書店に行っても売ってなかったので、通販で注文していた本が届きました。

模型メーカーのGSIクレオスの製品(主に塗料)にスポットをあてた書籍。読んだ瞬間に思わず声を出してしまいました。

この本は、冒頭から「長谷川迷人」が登場します。模型界では、知らない人はいないでしょう。Ustreamユーストリーム)で、模型講座などの生配信もされてらっしゃいます。

特に、YouTubeに転載された下記の動画は必見です。

◆ お昼休み模型講座・特別編《動画で見る!上手な缶スプレー塗装のコツ》

↑この動画は、本当にためになります。

長谷川迷人が関わっているとは、知らずに買ったんですが、迷人が関わっているなら間違いないだろうと思って、読み進めた時に、思わず声に出して驚きました。

書評:『Mr.HOBBY Master Book』

↑「スケールエフェクト」の記事です。

日本のこういった模型関連の書籍で、ここまで「スケールエフェクト」に誌面を割いた本を見たことがありません。

ところで、DMH展2013の個人的な感想を…|できるミニチュア教室(アメブロ版)にて、『ミニチュアの持つ構造的な課題』と書いたんですが、それが「スケールエフェクト」に関することでした。

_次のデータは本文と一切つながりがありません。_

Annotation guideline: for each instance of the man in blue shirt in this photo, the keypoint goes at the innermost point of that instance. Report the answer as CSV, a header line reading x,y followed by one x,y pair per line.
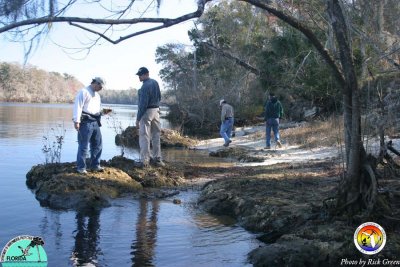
x,y
148,120
273,112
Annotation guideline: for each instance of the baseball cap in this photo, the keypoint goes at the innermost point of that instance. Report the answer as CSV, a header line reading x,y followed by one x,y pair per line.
x,y
142,70
99,80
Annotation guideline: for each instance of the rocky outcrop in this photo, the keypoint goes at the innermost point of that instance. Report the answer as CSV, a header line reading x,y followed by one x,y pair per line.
x,y
286,204
59,186
238,153
169,138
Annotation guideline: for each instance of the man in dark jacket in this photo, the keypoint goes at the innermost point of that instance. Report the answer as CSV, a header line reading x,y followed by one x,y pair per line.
x,y
148,120
273,112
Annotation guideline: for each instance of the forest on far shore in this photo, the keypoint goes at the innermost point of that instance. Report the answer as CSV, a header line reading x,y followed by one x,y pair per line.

ざっくりと「スケールエフェクト」を自分なりに解説しましょう。スケールは「縮尺」、エフェクトは「効果」という意味があるので、個人的には「縮尺効果」と読んでいます。

そこで、等式にすると以下のように。

『1m離れたミニチュア(1/12)の見え方』=『12m離れた実物の見え方』

つまり、1メートル先の距離にある1/12サイズのミニチュアは、12メートル先にある実物と同じ見え方に、理屈上はなるはずなんです。10cm先のミニチュアだと、1.2m先にある実物と同じ。こういった事を考えると、どうしても、ミニチュアは、構造的に遠く感じます。ですから、臨場感の演出が難しい。

匿名掲示板などで、オークションで手に入れたミニチュアが、「写真と印象が違う。写真マジックだ!」「実物は、思ったよりも…。」という辛口の意見があるようですが、スケールエフェクトを考えると、そう思ってしまうのも、わからなくはありません。

パソコンの画面でも、わかりやすい(極端な)実験をしましょう。絵画の世界などでは、「Area Effect(面積効果)」と呼ばれる現象なんですが、以下に2つの円があります。

書評:『Mr.HOBBY Master Book』

2つの円は、全く同じ色です。左の大きな円よりも、右の小さな円の方が暗く見えると思います。この画像をパソコンか、タブレットか、スマートフォン・携帯で見ているかは、わかりませんが、発光している液晶画面でさえ、小さいものが暗く見えるので、実物のミニチュアだと、なおさら暗く遠く感じるはずです。

さて、模型の世界では、このスケールエフェクトについて、1988年に発刊された、デービット・クラウスさんの著作「The IPMS color cross-reference guide 」にて、興味深い言及がされています。

» The IPMS color cross-reference guide (Open Library)

この本では、1/32スケールの模型の塗装には、ベースとなる色に白を7%添加。1/48だと、10%添加、1/72だと15%添加すると、よりリアルな表現となるという方法論が紹介されています。スケールの大きさによって、色調を変えるという提言です。(最近の模型界では、この方法は、古典的で、単純に白を足すやり方を試す方は少ないと思いますが、こういった方法論を提唱した功績は大きいと、個人的には思います。)

では、ミニチュアのスケールエフェクトをどうするのか?どうやって臨場感を演出するのか?

この答えこそが、ミニチュア作家自身の技や味なんでしょう。DMH展で、いろんな作家さん達の作品を見て、1番に感じたポイントでもあります。(この辺の解説は、いつかの機会に…。)

さてさて、書評に戻りますと、この本は、かなり有益な情報が満載です。

↓例えば、クリア塗装・調色のコツ。

書評:『Mr.HOBBY Master Book』

ルーターの先端工具の使い分け。

書評:『Mr.HOBBY Master Book』

今度、クレオスから新型の塗料が出るので、少しタイミングが悪い発刊と思わなくもないんですが(逆に言えば、新型塗料が出る前に、出版したかったんでしょうけども)、手元に置いておいて損はないでしょう。書評:『プラモデルカラーガイド』で紹介した「プラモデルカラーガイド」と合わせて読むと良いと思われますが、あいにく「プラモデルカラーガイド」は絶版なので…。